Bazı vakıf ve dernekler üzerinden bir süredir yürütülen yeni anayasa hazırlama girişimlerinin önemli özelliği, bu grupların toplumsal mutabakat arama ihtiyacı duymamalarıdır. Demokratlığı, sadece kendileri gibi düşünen insanlar için tasavvur eden bu totaliter anlayışın, liberal bir görünüm altında yeni anayasaya hâkim kılınmak istenmesi, basın üzerinden yürütülen yoğun bir kampanyayla siyasi iktidarın yönlendirilmeye çalışılması, sorunu daha baştan tartışmalı hâle getiriyor; makul bir çözüm için açık tutulması gereken kapılar kapatılmaya çalışılıyor.

MİLLÎ KİMLİĞİMİZ ANAYASA’DA VURGULANMALIDIR

Varlıkları İstanbul sermayesinin büyük desteğine bağlı olan bu kesimlerin yirmi yıldır çeşitli vesilelerle öne sürdükleri görüşlerin, yaptıkları tekliflerin temel hedefi, “tarafsız anayasa” başlığı altında millî kimliğimizi yansıtan ifadelerin metinden tümüyle çıkarılarak Türk Milleti kavramının reddedildiği, coğrafyayı referans alan tarihsiz, kimliksiz, millî kültürün yok sayıldığı yeni bir toplum yapısı oluşturmak, kozmopolitizmi anayasal statü hâline getirmektir.

Bu çevrelere göre, “Millet kavramı, toplumun farklılıklardan oluşan çoğulcu yapısından kaynaklanan özgürlükçü demokrasiyle uzlaşmakta zorlanan bir tarzda ‘türdeş’ bir toplum yapısını anlatmaktadır. Çağdaş, çoğulcu-çok kültürcü demokrasi anlayışına da, Türkiye toplumunun türdeş olmayan çoklu-çoğulcu yapısına da ters düşen düzenleme ve yorumlar milliyetçilik ideolojisinin anayasa içindeki güçlü konumunu yansıtıyor.” Bu hükümlerden yola çıkılarak Anayasa’da Türk kimliği yer almasın, okullarda din dersi okutulmasın, Diyanet kaldırılsın, dinî hizmetler cemaatlere bırakılsın, yerel yönetimlere özerklik tanınsın gibi talepler art arda sıralanıyor. Hatta isteklerini daha da somutlaştırarak aralarından Türk Milleti yerine “Türkiye Milleti” tabirinin Anayasa’da yer almasını isteyenler de çıkıyor. Anayasal yurttaşlık ve Türkiyelilik gibi tanımlamaların metinde esas alınmasını başarmaları durumunda, bunun “Türk milleti olgusu”nun sosyolojik mahiyetinin inkâr edilmesi, Türklüğün sıradan bir etnik unsur konumuna indirgenmesi anlamına geleceğini bilmemeleri düşünülemez.
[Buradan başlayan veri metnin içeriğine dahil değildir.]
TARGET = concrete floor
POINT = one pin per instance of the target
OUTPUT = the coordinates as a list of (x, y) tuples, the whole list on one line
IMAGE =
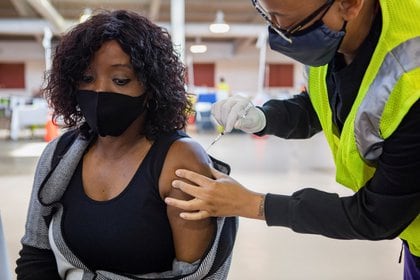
[(266, 165)]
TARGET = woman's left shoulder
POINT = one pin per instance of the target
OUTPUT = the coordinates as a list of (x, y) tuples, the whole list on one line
[(186, 148)]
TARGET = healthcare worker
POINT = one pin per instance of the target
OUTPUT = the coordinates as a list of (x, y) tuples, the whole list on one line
[(363, 69)]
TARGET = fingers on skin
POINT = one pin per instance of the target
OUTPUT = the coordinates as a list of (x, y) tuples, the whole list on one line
[(195, 215), (216, 173), (187, 188), (187, 205), (194, 177)]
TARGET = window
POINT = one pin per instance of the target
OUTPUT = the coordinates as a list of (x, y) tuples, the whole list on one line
[(12, 75)]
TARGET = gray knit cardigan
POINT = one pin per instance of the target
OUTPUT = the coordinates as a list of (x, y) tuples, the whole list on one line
[(48, 188)]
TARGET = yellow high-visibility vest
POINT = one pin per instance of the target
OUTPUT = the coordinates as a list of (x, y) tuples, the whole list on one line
[(390, 86)]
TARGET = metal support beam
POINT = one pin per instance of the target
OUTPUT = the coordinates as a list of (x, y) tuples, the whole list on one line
[(34, 27), (23, 8), (178, 26), (44, 8), (154, 9)]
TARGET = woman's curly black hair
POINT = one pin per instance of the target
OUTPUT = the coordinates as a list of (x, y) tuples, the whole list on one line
[(153, 58)]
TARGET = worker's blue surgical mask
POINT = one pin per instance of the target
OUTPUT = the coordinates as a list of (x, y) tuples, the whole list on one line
[(313, 46)]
Millî kültürün ortak bir payda oluşturmadığı çok kültürlü toplumlarda yaşanan kimlik ve sadakat sorununu aşmak ve bir tür sivil bağ olarak işlev görüp birlikte yaşama imkânını sağlamak üzere anayasal yurttaşlık kavramıyla ifade edilen soyut anayasal değerler temel alınır. Ancak Türkiye, bazılarının iddia ettiği gibi birbirinden kompartımanlarla ayrılan çok kültürlü etnik bir mozaik değildir. Soyut bir anayasal değeri, millî kimliğin yerine ikameye çalışmak yapay bir zorlama olur. Bunun toplumsal karşılığı, kültürel gerçekliği yoktur. Anayasal yurttaşlık kavramı, statü anlamında algılanmak suretiyle bireyin siyasi ve hukuki konumunun belirlenmesi açısından kuşkusuz önemlidir; bireysel hak ve özgürlüklerin anayasadaki başlıca referans kaynaklarından biridir. Anayasada bireysel hak ve özgürlüklerin eksikliklerinin giderilmesi; çağdaş, demokratik değerleri kapsayacak şekilde güçlendirilmesi, anayasal yurttaşlığı metinde soyut bir kavram olarak kalmaktan çıkarır, ona dinamik ve işlevsel özellik kazandırır.

Bu coğrafyayı, XI. yüzyıldan beri Türkiye diye adlandıran Batılılar, bununla bir ırkı değil, bu topraklarda var olan kültür ve medeniyeti oluşturan milleti kastediyorlardı. Fransa coğrafyasında yaşayanları Fransa milleti, Almanya coğrafyasındakileri Almanya milleti diye adlandırmak ne kadar anlamsız bir tercih olursa bu toprakların halkına Türkiye milleti demek, Türk Milleti adını Anayasa’dan çıkartarak Türk kimliğini yok saymak da sosyolojik ve tarihî gerçekleri inkâr anlamına gelir.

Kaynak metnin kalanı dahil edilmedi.